Private equity firms investing in the energy sector are realising they need experts and engineers in the field in addition to financiers, and the best place to find them is in Texas.
This trend is reinforced by the down-cycle in the oil and gas sector that leaves the PE energy investors feeling pressure to emphasise operational value creation.
The key to achieving returns from their portfolio companies is no longer solely focused on financial engineering to see top-line growth, but rather applying operational expertise about the energy industry, sector, network of people and other factors. This kind of knowledge is best found in people with technical knowledge of the physical commodity business.
“There’s a big increase in the technical talent in the industry, particularly here in Texas,” Navigant Consulting director of valuations and financial risk management Tom McNulty told Private Equity International. “The traditional path was investment banking and then PE or hedge funds, but a lot of these funds playing in our space have learned the hard way that they need technical people on board, like engineers.”

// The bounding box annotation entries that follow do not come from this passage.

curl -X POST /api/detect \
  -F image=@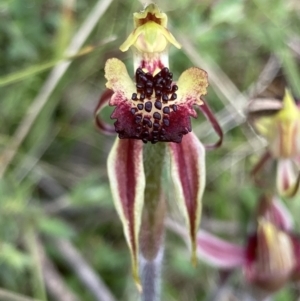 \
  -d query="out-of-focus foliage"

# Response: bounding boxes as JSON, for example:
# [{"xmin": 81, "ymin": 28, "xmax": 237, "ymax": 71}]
[{"xmin": 0, "ymin": 0, "xmax": 300, "ymax": 301}]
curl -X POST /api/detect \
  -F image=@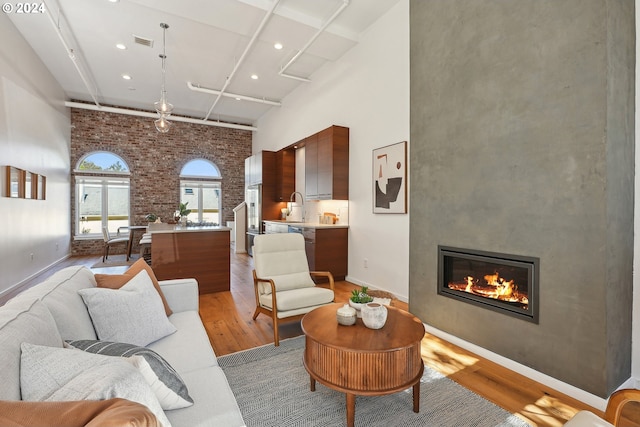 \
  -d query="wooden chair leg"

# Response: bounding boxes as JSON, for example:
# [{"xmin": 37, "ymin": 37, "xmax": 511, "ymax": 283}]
[{"xmin": 273, "ymin": 313, "xmax": 280, "ymax": 347}]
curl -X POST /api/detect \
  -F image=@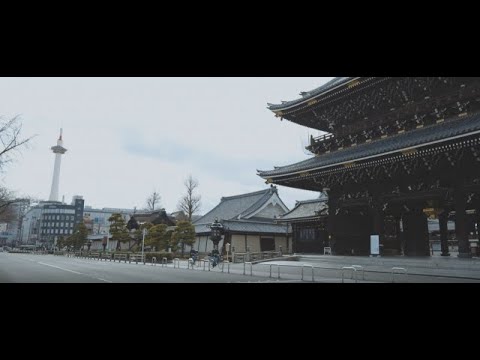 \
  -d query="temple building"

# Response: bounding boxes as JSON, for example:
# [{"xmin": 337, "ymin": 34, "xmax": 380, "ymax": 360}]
[
  {"xmin": 258, "ymin": 77, "xmax": 480, "ymax": 257},
  {"xmin": 193, "ymin": 186, "xmax": 291, "ymax": 254}
]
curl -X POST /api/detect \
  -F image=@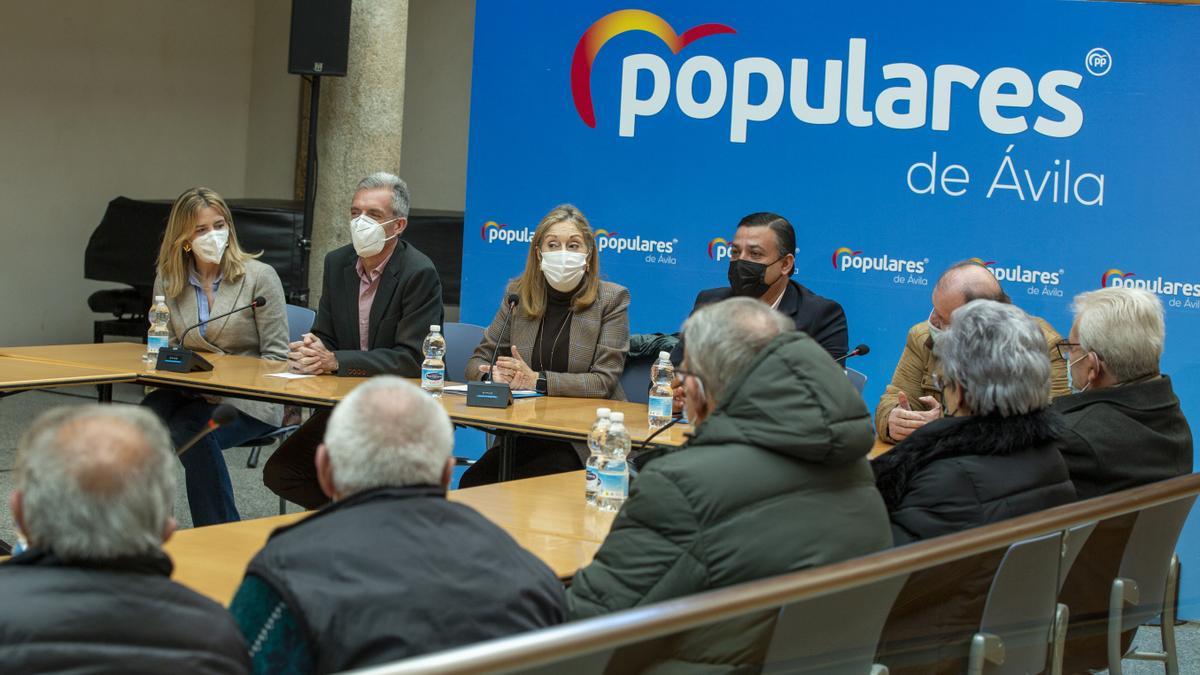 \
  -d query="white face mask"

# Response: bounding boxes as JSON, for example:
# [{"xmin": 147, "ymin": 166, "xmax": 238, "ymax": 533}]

He said the reason is that energy is a physical business, requiring technical knowledge obtained from working directly in the industry. While private equity is still a financial firm at the end of the day, the skills and deeper understanding around specific deals are becoming more important.
“We get a lot of requests for introductions to senior executives who can evaluate deals,” said Trent Aulbaugh, Houston office leader of CEO and executive search firm Egon Zehnder. “A lot of those individuals will be tapped to run the portfolio companies; help them with due diligence and industry expertise.”
Aulbaugh, whose clients are in the energy, industrial and private equity spaces, said PE firms are coming to him to hire people on both the operation and investment sides. In the former, executives are generally appointed operating partners in full-time positions. On the investment side, people tend to act as advisors looking at deal-specific aspects. In other situations, he said, they assume a position similar to a board role, when they are semi-retired.
“That’s the other trend we see a lot: private equity firms really investing dollars, time and effort much more on greater board capability,” Aulbaugh said.
Historically, PE firms have been placing managing directors or associates on the boards of their portfolio companies. But in an operation-focused PE model, he said, a “true” board member comes in with strong industry background and relative independence from the firm, not unlike the corporate environments.
In conjunction with hiring technical people, PE firms are opening offices in Texas and filling them with local people to be closer to the action. Traditionally, finance emanated from New York, while the physical commodity lay in the Gulf region, and PE firms are trying to bridge that gap.
This has been happening in the past five years or so. Hastings Equity Partners, a Massachusetts-based oil and gas services investor, opened its Houston office in September 2012 to be in “the centre of the energy industry.” In April 2014, New York-based Pine Brook opened its Houston office for operational aspects of its energy investments in the region, as reported by PEI.
Most recently, Blackstone formed an oil and gas investment platform known as Clarion Offshore Partners in Houston to pursue opportunities in special situations among existing offshore drilling enterprises, as reported by PEI.
“You’re going to hear things first here [in Texas], but capital is in New York,” McNulty said. “New York had to learn a lesson or two about supplementing their traditional talent with local and technical expertise to avoid pretty substantial energy mistakes.”